Adding my SSH key to new user with only SSH access through key

in flag

I'm quite new to this, and I've looked through questions but haven't found one that quite matches my problem, or rather I didn't sufficiently understand them to be able to solve this issue.

I have a new server to which I can only access using a pre-generated SSH RSA key pair, which allows me to connect only to the default ubuntu user

ssh -i .ssh/mykey ubuntu@ipaddr

On the server I created a new user, newuser, and I'm trying to make it, so I can use my key that I connect to ubuntu on that account as well, but I'm not sure how to accomplish this, so I can then delete the ubuntu user.
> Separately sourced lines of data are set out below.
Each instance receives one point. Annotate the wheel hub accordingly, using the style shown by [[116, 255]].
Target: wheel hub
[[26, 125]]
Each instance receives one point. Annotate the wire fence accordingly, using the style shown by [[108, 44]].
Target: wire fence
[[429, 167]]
ssh-copy-id -i .ssh/mykey.pub -o "IdentityFile .ssh/mykey" newuser@ipaddr

That though returns permission denied. How can I do this effectively? Any password login is disabled and can't be enabled in this instance.

Score:1
in flag
  • ssh to your old user ubuntu
  • use sudo -i -u newuser to switch to the new user
  • open ~newuser/.ssh/authorized_keys with your favourite editor and copy&paste the content of your new public key into it
  • set proper permissions on the .ssh directory and the files inside it.

you may need to create the directory ~newuser/.ssh if it doesn't exist yet

in flag
Don't forget to give sudo access to your new user before you delete the old one.